Among other things, Attorney General Jepsen urges FDA to utilize its “active pursuit” regulation at 21 C.F.R. § 314.107(c)(3) to determine that Ranbaxy is no longer eligible for 180-day exclusivity for generic NEXIUM.  That regulation states that “if FDA concludes that the applicant submitting the first application is not actively pursuing approval of its abbreviated application, FDA will make the approval of subsequent [ANDAs] immediately effective if they are otherwise eligible for an immediately effective approval.”  FDA has never used its authority to enforce 21 C.F.R. § 314.107(c)(3). 

Attorney General Jepsen delves into the relationship between Ranbaxy and AstraZeneca, noting at one point in his comments that “[b]y the first quarter of 2012, Ranbaxy was formulating finished Nexium capsules for purchase by AstraZeneca and booking substantial sales revenue.”  That almost sounds to us like commercial marketing.  And under the statute (FDC Act § 505(j)(5)(b)(iv)(I)), commercial marketing triggering 180-day exclusivity includes “commercial marketing of the listed drug” by a first applicant.  An FDA regulation (21 C.F.R. § 314.107(c)(4)) states that “commercial marketing commences with the first date of introduction or delivery for introduction into interstate commerce outside the control of the manufacturer of a drug product, except for investigational use under part 312 of this chapter, but does not include transfer of the drug product for reasons other than sale within the control of the manufacturer or application holder.”  Hmmmm . . . . .

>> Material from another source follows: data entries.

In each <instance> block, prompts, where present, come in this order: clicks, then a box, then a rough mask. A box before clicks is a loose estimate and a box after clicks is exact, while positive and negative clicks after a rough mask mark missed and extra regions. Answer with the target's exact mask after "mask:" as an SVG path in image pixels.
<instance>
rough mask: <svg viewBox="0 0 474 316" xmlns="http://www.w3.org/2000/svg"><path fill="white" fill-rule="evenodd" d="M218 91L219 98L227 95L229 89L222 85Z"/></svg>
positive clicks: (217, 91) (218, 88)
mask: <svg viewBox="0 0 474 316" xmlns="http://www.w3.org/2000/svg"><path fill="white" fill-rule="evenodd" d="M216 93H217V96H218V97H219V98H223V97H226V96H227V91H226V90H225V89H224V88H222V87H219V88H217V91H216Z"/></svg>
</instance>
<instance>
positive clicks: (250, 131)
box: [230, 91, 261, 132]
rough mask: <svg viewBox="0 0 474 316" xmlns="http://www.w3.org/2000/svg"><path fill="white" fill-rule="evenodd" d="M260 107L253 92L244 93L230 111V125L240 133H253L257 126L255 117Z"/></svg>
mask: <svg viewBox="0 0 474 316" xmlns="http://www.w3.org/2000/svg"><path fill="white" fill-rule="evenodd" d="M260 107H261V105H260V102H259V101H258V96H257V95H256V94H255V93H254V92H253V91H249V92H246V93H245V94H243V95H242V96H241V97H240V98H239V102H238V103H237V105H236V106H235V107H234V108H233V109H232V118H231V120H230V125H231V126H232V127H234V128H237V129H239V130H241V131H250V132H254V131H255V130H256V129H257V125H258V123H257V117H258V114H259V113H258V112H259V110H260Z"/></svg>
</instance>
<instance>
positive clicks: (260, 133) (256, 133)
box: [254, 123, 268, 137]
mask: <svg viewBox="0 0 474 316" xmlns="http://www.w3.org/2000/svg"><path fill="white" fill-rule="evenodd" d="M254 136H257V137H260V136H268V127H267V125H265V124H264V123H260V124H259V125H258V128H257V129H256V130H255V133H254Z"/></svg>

This is not the first time Connecticut has put Ranbaxy in its crosshair.  In May 2013, Connecticut announced that it joined with other states and the federal government in a settlement agreement to resolve civil and criminal allegations that Ranbaxy introduced adulterated drugs into interstate commerce and, as a result, false or fraudulent claims were submitted to state Medicaid programs, including Connecticut’s Medicaid program.